The data type can be specified using a string, like 'f' for float, 'i' for integer etc. or you can use the data type directly like float for float and int for integer.

In [695]:
# Change data type from float to integer by using 'i' as parameter value:

import numpy as np

arr = np.array([1.1, 2.1, 3.1])

newarr = arr.astype('i')

print(arr.dtype)
print(newarr)
print(newarr.dtype)

float64
[1 2 3]
int32


In [696]:
# Change data type from float to integer by using int as parameter value:

import numpy as np

arr = np.array([1.1, 2.1, 3.1])

newarr = arr.astype(int)

print(newarr)
print(newarr.dtype)

[1 2 3]
int32


In [701]:
# Change data type from integer to boolean:

import numpy as np

arr = np.array([1, 0, 3])

newarr = arr.astype(bool)

print(newarr)
print(newarr.dtype)

[ True False  True]
bool


NumPy Array Copy vs View

The Difference Between Copy and View

The main difference between a copy and a view of an array is that the copy is a new array, and the view is just a view of the original array.

The copy owns the data and any changes made to the copy will not affect original array, and any changes made to the original array will not affect the copy.

The view does not own the data and any changes made to the view will affect the original array, and any changes made to the original array will affect the view.

COPY:

In [1]:
# Make a copy, change the original array, and display both arrays:

import numpy as np

arr = np.array([1, 2, 3, 4, 5])
x = arr.copy()
arr[0] = 42

print(arr)
print(x)

[42  2  3  4  5]
[1 2 3 4 5]


The copy SHOULD NOT be affected by the changes made to the original array.

In [2]:
# Make a view, change the original array, and display both arrays:

import numpy as np

arr = np.array([1, 2, 3, 4, 5])
x = arr.view()
arr[0] = 42

print(arr)
print(x)

[42  2  3  4  5]
[42  2  3  4  5]


NOTE => The view SHOULD be affected by the changes made to the original array.

Make Changes in the VIEW:

In [3]:
# Make a view, change the view, and display both arrays:

import numpy as np

arr = np.array([1, 2, 3, 4, 5])
x = arr.view()
x[0] = 31

print(arr)
print(x)

[31  2  3  4  5]
[31  2  3  4  5]


NOTE => The original array SHOULD be affected by the changes made to the view.
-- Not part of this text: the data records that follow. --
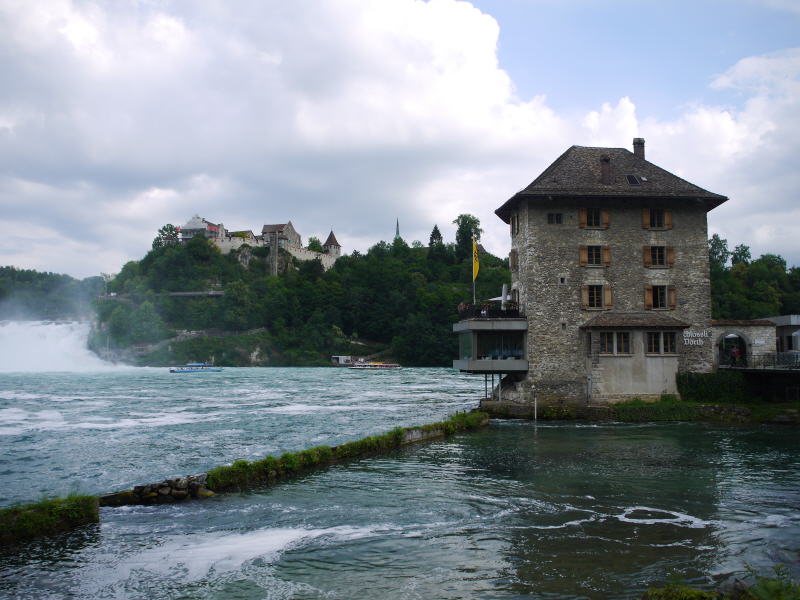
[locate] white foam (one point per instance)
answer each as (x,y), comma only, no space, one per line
(304,409)
(191,558)
(676,518)
(41,346)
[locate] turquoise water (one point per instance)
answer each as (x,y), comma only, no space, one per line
(517,510)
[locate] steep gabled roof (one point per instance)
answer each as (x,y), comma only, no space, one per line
(578,173)
(331,241)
Check if Array Owns its Data

As mentioned above, copies owns the data, and views does not own the data, but how can we check this?

Every NumPy array has the attribute base that returns None if the array owns the data.

Otherwise, the base  attribute refers to the original object.

In [4]:
# Print the value of the base attribute to check if an array owns it's data or not:

import numpy as np

arr = np.array([1, 2, 3, 4, 5])

x = arr.copy()
y = arr.view()

print(x.base)
print(y.base)

None
[1 2 3 4 5]


NOTE => The copy returns None.
The view returns the original array.

NumPy Array Shape

Shape of an Array
The shape of an array is the number of elements in each dimension.

Get the Shape of an Array
NumPy arrays have an attribute called shape that returns a tuple with each index having the number of corresponding elements.

In [5]:
# Print the shape of a 2-D array:

import numpy as np

arr = np.array([[1, 2, 3, 4], [5, 6, 7, 8]])

print(arr.shape)

(2, 4)


The example above returns (2, 4), which means that the array has 2 dimensions, where the first dimension has 2 elements and the second has 4.

In [6]:
# Create an array with 5 dimensions using ndmin using a vector with values 1,2,3,4 and verify that last dimension has value 4:

import numpy as np

arr = np.array([1, 2, 3, 4], ndmin=5)

print(arr)
print('shape of array :', arr.shape)

[[[[[1 2 3 4]]]]]
shape of array : (1, 1, 1, 1, 4)


What does the shape tuple represent?
Integers at every index tells about the number of elements the corresponding dimension has.

In the example above at index-4 we have value 4, so we can say that 5th ( 4 + 1 th) dimension has 4 elements.